Every good doctor has terrific recall and well-trained methods to translate observations to actions. You see A, B, C, and D, and you do F for the patient. If you didn't have that smart memorization and lot of experience and reinforcement to make the transition between observations and actions, we'd have a lot of trouble. But don't ever ask those people what is going to work or what they would do for research to change an incurable disease to something that might be cured, because they have no background.
Oncology Data Advisor: One last question I have for you is, do you have any advice for medical students or residents who are interested in becoming involved in basic science research?
Dr. Weissman: Yes. Take the time in medical school to do research, to look for the field as early as your first or second year of medical school—or better yet, as a high school student or as an undergraduate. That's what gets you into graduate school; nobody comes into graduate school just with great grades. They must have done research, and we evaluate them by being able to talk to them about the research they've done. I would say get involved early, as early as you can, and then that will help you see the medical field you should be in. If you're doing research and you see it will apply to cardiology but not hematology, then you can start tailoring your career early, not late.
Oncology Data Advisor: That's really great advice. Thank you. Well, those are all the questions I had for you, so thank you again.
Dr. Weissman: Yes, nice talking to you.
Oncology Data Advisor: Nice talking to you too.
About Dr.
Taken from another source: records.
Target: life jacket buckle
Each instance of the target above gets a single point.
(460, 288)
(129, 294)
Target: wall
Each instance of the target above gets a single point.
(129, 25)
Weissman
Irving Weissman, MD, is a Professor of Pathology and Developmental Biology and the Director of the Institute of Stem Cell Biology and Regenerative Medicine at Stanford University in California. Throughout his career, Dr. Weissman has made monumental contributions to the field of hematology, including his research on hematopoiesis and hematopoietic stem cells. Dr. Weissman is considered the father of hematopoiesis and a trailblazer in stem cell biology and drug development. His contributions to the field include being the first to discover and isolate blood-forming stem cells in mice, publishing the first isolation of human blood-forming stem cells, and discovering that CD47 can be targeted with blocking antibodies for the treatment of blood cancers and drug-resistant lymphomas. Dr. Weissman has been the recipient of numerous awards, including the 2022 Wallace H. Coulter Award for Lifetime Achievement in Hematology.
Transcript edited for clarity. Any views expressed above are the speaker's own and do not necessarily reflect those of Oncology Data Advisor.